James Holden

Former electronica tyro fashions his own equipment in quest for a brave new world of sound.

James Holden MOJO Rising

Fact Sheet

  • For fans of Boards Of Canada, Aphex Twin, Cluster, Harmonia, Tinariwen.
  • The Inheritors is named after the William Golding novel that tells of a Neanderthal tribe wiped out by homo sapiens.
  • James Holden admits to an early love for epic rock before a Physics teacher handed him some Orbital albums and the die was
    cast. “I didn’t have enough friends to make a band either,” he admits.

Back in 1999, when he released his trancing debut single, Horizons, James Holden was a bright, punkish 19-year-old from rural Leicestershire.
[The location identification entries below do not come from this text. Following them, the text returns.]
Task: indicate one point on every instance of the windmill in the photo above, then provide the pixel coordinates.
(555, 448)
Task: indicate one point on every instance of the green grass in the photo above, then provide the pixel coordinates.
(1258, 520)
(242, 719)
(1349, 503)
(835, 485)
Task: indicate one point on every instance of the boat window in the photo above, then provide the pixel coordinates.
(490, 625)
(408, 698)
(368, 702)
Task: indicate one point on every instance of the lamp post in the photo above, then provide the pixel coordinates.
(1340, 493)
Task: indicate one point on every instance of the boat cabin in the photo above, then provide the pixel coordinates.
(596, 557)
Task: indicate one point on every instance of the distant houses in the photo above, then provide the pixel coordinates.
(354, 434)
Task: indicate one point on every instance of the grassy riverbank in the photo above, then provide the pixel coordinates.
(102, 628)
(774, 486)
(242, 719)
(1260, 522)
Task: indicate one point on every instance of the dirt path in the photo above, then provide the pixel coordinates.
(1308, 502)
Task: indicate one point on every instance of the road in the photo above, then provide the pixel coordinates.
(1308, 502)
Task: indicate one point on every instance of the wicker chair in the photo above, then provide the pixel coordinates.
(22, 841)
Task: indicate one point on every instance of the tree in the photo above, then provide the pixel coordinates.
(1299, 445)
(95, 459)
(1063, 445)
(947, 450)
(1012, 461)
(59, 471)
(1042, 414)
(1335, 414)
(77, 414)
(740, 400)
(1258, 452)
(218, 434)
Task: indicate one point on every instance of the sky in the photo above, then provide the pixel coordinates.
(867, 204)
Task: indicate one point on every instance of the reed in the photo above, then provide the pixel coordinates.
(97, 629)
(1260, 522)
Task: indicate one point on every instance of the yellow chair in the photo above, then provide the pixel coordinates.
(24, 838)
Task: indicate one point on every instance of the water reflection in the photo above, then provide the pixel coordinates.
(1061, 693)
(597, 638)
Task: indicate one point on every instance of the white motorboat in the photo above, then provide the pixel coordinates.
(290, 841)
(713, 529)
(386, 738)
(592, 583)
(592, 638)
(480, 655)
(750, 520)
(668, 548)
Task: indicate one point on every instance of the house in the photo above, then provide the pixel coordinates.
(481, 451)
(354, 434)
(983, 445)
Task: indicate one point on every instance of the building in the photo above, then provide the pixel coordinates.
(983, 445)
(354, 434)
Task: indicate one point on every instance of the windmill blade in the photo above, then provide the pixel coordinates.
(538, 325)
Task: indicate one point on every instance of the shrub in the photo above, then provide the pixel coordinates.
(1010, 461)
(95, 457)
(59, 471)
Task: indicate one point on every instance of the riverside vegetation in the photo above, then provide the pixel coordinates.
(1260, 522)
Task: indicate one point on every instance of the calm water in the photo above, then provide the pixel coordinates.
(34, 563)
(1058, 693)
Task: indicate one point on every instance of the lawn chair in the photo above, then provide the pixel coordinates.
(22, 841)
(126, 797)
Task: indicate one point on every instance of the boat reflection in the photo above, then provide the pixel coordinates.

Writing and producing in his bedroom using a free software programme, he was also studying mathematics at St John’s College, Oxford at the time. “I think they thought I wasn’t trying as hard as I could have been,” Holden says of his tutors. “It’s quite hard to sit down and learn theory after that.” However, he persevered and, after finishing his degree, Holden was soon the nom de jour in dance music circles, his brand of emotional progressive trance and techno securing him remixes for Madonna and Britney Spears.

Fourteen years on and Holden’s style has matured with him. His bold aim for listeners to his new album, The Inheritors – the tardy follow-up to The Idiots Are Winning, 2006’s much-admired debut long-player – is that they will experience a new kind of music. “It’s naïve and stupid,” admits Holden, “but I had the idea of taking things from the past and evolving them like a parallel evolution from what actually happened in musical history – if that makes sense.”

Much can be explained by the unique instruments Holden plays, alongside traditional synths, which are self-built and self-programmed created specifically to yield the results he wanted. On The Inheritors, tracks like the shuddering, psychedelic quiet/loud pagan techno of Renata use Holden’s very own musical chaos machines that sit between his computer and modular synths. But the music, he says, comes from ideas “…not just serendipitous experimentation”. Apart from the wailing, tumultuous sax solo by Zombie Zombie’s Etienne Jaumet on The Caterpillar’s Intervention, Holden plays everything on the record, setting him apart from those peers who rely heavily on samples. “Most of the music these days has never been performed,” he says. “It’s not actually happened – it’s drawn with a mouse.”

“Most music these days has never been performed. It’s not actually happened – it’s drawn with a mouse.”

The heavy drone that permeates the record may owe a considerable debt to Krautrock, but Holden also acknowledges the influence of Malian music and especially folk on The Inheritors. Exposure to the latter came early when Holden, as a young violinist, played ceilidh music before advancing to Bartók’s Romanian folk dances, Elgar and Vaughan Williams while playing in school orchestras.

At present he seems happy to let Border Community, the successful record label he founded 10 years ago, take a back seat. It’s become home to some of the most progressive, experimental and highly-fêted of Britain’s electronica mavens, like Nathan Fake and Luke Abbott. So it’s perhaps surprising that Holden admits to being least happy when Border Community was at its mid-’00s height. “All that expectation of delivering hits and being successful,” he reflects, pausing for dramatic effect. “It really is quite overrated.”